Attorney Phillip Robinson, who defends distressed homeowners, said the bills would eliminate the confusion and obstacles borrowers experience as they try to prevent the loss of their homes.
But Jeffrey B. Fisher, a lawyer who represents lenders, cautioned the Senate Judicial Proceedings Committee that any legislative effort to help homeowners “should not be so onerous that [banks] cannot go forward with foreclosure” when warranted.
The legislative package gives meaning to a law enacted last year that enables homeowners facing foreclosure to seek loan-modification talks with their lenders, said Sen. Brian E. Frosh, the committee’s chairman and chief sponsor of the three bills.
“We want the homeowner to have time to contact the lender,” the Montgomery County Democrat told his colleagues at the hearing’s outset. “It’s time for the lender to step forward.”
Senate Bill 206, the MERS bill, is designed to reduce potential confusion about the foreclosing lender’s identity, Frosh said. Similarly, SB 205 would require the loan’s current holder to attest in its notice of intent to foreclose that it is the one to whom the debt is owed.
The third measure, SB 450, would require lenders who lack documentation showing they own the loan to explain why they cannot provide written proof and how they came to possess the loan. It was introduced in response to the Court of Special Appeals’ decision last year in Anderson v.

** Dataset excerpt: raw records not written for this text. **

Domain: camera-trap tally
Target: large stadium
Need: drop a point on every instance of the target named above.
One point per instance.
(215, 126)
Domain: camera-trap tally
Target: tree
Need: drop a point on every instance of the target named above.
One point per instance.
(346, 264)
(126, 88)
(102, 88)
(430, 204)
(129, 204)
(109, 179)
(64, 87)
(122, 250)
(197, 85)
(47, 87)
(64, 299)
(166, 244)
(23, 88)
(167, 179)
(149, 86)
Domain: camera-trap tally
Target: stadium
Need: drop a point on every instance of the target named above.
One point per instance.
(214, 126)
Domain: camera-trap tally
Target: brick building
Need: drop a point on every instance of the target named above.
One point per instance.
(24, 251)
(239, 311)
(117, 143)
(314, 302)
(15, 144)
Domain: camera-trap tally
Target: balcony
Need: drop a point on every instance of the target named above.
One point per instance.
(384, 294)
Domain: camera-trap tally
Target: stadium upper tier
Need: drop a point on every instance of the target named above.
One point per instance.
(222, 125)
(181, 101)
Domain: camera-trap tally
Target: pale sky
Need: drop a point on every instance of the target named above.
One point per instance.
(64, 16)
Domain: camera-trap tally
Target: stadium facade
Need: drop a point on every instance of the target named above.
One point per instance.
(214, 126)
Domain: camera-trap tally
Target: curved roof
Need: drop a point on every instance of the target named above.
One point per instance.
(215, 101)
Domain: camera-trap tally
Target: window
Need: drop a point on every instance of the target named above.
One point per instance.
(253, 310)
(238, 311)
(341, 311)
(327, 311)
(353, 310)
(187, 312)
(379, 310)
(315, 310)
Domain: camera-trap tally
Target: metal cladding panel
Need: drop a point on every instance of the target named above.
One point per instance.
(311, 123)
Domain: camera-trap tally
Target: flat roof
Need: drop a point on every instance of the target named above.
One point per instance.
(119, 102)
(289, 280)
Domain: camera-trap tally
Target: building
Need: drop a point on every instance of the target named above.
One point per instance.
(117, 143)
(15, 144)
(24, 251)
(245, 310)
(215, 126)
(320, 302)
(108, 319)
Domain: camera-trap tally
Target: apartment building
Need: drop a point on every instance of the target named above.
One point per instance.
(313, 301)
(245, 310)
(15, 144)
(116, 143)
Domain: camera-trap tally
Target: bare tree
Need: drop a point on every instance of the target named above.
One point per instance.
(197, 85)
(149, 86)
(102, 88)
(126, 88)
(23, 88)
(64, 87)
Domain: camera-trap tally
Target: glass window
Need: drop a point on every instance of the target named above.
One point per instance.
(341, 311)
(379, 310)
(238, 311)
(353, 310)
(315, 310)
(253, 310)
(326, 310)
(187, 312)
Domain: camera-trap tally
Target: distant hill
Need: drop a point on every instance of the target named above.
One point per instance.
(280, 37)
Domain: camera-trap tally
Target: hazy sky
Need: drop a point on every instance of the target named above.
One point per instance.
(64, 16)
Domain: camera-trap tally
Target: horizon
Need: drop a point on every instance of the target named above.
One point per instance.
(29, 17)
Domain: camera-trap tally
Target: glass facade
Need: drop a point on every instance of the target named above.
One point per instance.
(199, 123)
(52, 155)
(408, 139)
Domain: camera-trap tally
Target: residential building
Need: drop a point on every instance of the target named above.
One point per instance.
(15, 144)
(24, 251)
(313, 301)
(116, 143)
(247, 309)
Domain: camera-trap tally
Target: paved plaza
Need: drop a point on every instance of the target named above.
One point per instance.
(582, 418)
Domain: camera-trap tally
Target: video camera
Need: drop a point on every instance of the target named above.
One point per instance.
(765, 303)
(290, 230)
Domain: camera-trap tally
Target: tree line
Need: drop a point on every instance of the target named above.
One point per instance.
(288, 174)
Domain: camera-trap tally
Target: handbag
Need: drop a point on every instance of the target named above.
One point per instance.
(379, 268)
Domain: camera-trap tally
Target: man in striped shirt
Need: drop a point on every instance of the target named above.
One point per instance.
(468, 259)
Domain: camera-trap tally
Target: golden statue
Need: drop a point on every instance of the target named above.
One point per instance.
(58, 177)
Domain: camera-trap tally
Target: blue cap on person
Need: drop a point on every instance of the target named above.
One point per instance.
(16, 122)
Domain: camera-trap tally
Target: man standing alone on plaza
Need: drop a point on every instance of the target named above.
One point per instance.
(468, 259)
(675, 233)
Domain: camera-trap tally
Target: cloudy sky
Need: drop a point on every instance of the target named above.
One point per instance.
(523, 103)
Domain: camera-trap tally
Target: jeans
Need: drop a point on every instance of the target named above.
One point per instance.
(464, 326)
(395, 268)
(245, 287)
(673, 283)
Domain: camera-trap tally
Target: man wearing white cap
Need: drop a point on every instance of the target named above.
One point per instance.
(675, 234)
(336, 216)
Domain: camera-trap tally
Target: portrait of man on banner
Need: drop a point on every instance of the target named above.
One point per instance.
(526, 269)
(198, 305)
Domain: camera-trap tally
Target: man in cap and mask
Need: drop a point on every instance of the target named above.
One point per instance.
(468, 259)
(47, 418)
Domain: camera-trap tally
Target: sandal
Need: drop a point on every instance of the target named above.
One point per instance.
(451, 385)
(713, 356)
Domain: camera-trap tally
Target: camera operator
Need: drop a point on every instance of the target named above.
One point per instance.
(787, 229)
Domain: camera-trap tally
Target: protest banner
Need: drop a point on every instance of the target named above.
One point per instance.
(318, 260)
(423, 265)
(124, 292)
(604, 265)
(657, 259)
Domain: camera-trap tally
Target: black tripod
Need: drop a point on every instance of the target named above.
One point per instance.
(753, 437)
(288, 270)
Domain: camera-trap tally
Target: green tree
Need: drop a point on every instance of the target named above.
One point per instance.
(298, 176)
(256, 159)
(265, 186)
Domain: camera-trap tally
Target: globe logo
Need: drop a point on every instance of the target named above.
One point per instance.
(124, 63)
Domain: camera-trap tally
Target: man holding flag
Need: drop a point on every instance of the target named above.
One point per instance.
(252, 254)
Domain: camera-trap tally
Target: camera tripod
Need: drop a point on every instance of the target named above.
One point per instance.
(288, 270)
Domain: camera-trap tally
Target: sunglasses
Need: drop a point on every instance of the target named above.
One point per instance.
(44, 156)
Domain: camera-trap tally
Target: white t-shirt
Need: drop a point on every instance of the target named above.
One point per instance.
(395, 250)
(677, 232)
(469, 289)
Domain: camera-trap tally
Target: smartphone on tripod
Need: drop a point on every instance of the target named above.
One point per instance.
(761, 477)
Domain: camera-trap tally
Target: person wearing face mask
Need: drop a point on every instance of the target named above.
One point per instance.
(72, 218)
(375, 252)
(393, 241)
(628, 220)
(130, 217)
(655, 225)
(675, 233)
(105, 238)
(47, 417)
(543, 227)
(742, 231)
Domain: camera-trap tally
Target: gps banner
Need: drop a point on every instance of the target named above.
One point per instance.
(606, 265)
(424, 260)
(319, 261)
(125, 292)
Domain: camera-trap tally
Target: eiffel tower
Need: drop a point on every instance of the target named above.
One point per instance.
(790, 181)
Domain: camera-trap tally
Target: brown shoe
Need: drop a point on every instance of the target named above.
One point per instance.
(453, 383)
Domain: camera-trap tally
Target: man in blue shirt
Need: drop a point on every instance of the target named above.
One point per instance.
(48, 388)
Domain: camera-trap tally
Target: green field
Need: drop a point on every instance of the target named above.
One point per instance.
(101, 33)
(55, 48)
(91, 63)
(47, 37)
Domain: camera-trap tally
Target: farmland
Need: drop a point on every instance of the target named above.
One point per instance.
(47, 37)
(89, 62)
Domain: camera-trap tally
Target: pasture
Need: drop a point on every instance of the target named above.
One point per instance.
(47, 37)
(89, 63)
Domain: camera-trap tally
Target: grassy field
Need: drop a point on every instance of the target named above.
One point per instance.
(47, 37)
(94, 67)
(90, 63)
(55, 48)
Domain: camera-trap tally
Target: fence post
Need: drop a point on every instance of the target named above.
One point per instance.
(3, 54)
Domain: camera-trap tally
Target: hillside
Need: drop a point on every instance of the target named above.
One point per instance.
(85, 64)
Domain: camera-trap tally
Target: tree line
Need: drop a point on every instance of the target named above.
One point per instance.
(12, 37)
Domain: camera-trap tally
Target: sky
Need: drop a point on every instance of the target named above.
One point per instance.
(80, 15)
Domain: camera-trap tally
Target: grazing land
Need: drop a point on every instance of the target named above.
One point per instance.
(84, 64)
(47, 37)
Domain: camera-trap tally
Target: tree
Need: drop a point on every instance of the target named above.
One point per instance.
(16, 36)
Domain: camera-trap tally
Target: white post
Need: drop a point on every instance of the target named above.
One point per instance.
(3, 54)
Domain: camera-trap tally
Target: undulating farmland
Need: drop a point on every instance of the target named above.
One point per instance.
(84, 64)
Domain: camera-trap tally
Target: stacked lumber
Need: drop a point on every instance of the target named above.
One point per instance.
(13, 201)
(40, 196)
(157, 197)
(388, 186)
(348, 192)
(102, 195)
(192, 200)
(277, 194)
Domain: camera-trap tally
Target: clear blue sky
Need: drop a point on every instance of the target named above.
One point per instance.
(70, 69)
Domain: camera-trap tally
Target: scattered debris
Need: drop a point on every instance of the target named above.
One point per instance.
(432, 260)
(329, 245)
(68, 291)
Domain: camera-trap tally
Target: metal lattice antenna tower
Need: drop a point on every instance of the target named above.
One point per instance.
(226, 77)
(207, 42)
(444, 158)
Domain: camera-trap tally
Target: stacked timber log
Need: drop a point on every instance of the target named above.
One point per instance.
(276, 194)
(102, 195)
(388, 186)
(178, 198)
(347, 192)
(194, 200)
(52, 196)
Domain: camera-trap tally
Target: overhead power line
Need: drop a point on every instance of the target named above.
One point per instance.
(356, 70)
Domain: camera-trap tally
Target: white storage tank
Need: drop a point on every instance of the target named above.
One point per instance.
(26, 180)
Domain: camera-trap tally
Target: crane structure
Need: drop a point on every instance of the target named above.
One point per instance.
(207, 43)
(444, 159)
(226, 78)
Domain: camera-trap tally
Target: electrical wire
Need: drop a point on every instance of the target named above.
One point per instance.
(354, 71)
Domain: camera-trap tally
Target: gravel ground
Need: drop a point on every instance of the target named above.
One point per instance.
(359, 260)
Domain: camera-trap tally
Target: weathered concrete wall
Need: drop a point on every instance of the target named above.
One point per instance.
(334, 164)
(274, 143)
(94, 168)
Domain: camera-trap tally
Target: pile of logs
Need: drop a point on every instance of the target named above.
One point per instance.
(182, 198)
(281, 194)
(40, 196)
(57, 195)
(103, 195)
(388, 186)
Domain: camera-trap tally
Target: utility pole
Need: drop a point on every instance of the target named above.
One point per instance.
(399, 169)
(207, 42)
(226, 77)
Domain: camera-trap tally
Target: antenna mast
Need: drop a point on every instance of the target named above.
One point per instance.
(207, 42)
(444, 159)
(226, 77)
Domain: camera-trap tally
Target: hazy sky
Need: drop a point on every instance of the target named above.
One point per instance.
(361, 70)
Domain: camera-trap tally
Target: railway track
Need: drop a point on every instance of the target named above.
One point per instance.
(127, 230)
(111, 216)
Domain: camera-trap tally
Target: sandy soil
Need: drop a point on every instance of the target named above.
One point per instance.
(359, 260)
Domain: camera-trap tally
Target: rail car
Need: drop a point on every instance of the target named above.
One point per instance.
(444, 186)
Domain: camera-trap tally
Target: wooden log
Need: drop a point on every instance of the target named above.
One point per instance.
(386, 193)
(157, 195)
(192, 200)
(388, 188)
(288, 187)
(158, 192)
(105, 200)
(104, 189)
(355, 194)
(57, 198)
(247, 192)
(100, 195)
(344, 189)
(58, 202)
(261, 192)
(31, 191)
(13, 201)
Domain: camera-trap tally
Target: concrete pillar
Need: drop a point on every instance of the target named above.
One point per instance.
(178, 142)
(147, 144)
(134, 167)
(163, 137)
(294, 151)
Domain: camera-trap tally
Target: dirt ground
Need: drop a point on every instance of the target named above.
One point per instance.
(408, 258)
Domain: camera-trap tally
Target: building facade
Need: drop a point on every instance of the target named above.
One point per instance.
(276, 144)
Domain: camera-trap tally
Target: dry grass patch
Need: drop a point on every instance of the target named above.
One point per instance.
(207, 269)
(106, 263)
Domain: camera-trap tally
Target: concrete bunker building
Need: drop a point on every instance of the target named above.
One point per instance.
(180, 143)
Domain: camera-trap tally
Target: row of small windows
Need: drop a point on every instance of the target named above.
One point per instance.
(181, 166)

Burson that a lender lacking documentation nevertheless could foreclose, Frosh said.
“It’s a scary thought to me,” Frosh said of the decision, which has been appealed. “You don’t have to explain why you don’t have the note.”
Robinson, executive director of Civil Justice Inc. in Baltimore, told the committee that most homeowners know only the identity of the loan servicer, not the secured party.
“If the servicer cannot answer your question, you should know who else to call,” Robinson said.
The Consumer Protection Division of the Office of the Maryland Attorney General supported the three bills in written testimony.
The office, “in trying to assist homeowners who had been victims of foreclosure scams, similarly faced hurdles in trying to identify the proper secured party when trying to help consumers get back into their homes,” wrote Steven M. Sakamoto-Wengel, consumer protection counsel. “Consumers should have the right to know who the actual lender is that holds their mortgage.”
Fisher, who represents lenders, told the committee he supports Frosh’s goal of ensuring that homeowners are informed who holds their loans. But Fisher cautioned against imposing demands on lenders that extend beyond providing simple notice.
“This should be routine financial data,” he said of the loan information provided to borrowers facing foreclosure. Any new notice requirement should not be “that much more complicated,” added Fisher, of The Fisher Law Group PLLC in Upper Marlboro.
D. Robert Enten, general counsel for the Maryland Bankers Association, also pressed committee members not to impose too great a burden on lenders.
Confirming the chain of title is very time consuming, Enten said, so lenders often rely on agents, including lawyers, for assistance.
Those agents should be permitted to serve as the loan’s trustee for the purpose of notifying the borrower, Enten said.
MERSCORP Inc., the Reston, Va.-based company that operates MERS, did not testify before the committee. Elsewhere, the company has argued that it is acting as the lender’s agent.
Karmela Lejarde, a spokeswoman for MERSCORP, said the company is “looking at the legislation.”